PGIM’s chief U.S. economist Tom Porcelli forecasts that the Fed will cut rates three times this year, in line with market and Fed forecasts. But he also sees an under-appreciated outlier risk that growth will surprise on the upside if the recent burst in productivity persists amid advances in AI.

As co-head of fixed income, Peters helps guide some 16 funds. One bright spot among them is the $3.7 billion PGIM short duration fund, which has gained 6.6% in the past 12 months—outperforming 92% of peers. PGIM’s $44.4 billion total return fund has lagged a majority of peers while outperforming the Bloomberg Aggregate index over the past 12 months and on a three- and five-year basis, according to data compiled by Bloomberg. In 2023, the fund’s return was 7.7%, ahead of the benchmark’s rise of 5.5%, according to the firm’s data.

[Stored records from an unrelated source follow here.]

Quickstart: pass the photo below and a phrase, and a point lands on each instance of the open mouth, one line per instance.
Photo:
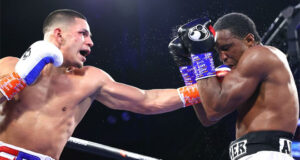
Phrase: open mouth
(84, 52)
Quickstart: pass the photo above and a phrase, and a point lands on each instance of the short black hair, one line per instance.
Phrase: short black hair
(238, 24)
(61, 15)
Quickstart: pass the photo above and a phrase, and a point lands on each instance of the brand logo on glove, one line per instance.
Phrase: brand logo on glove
(27, 53)
(198, 33)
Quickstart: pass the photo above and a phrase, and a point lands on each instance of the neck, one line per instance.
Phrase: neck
(51, 69)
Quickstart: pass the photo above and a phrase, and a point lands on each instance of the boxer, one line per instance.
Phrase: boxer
(46, 93)
(260, 85)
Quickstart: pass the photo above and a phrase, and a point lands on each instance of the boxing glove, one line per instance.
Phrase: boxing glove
(29, 66)
(189, 95)
(198, 38)
(182, 58)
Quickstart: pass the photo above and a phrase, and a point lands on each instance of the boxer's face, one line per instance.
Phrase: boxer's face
(76, 43)
(229, 47)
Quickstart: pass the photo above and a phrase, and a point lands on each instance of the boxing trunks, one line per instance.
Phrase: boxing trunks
(10, 152)
(262, 145)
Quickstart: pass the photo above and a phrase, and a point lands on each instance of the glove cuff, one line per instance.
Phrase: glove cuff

Even with the prospect of increased volatility, Peters says the reset higher in yields should help boost the appeal of bonds. “When you start with a higher yield, your potential for return is higher, because it is about the carry you get in,” Peters said. “And so I think we’re in a much more normal asset allocation balance.” 

The environment should favor active managers who can take advantage of the broader yield dispersion in markets now than when rates were uniformly low, Peters says, but “it’s incumbent upon us to capture it.” PGIM’s total return fund attracted a combined inflow of $908 million during the first two months of this year, with February marking the biggest month of new cash since August, according to data from Morningstar.

More broadly, money has surged into actively managed bond funds this year in a switch from 2023. All U.S. bond and exchange-traded funds have attracted inflows of $194 billion this year through March 22, with active mandates gaining the majority of that, according to EPFR. 

This article was provided by Bloomberg News.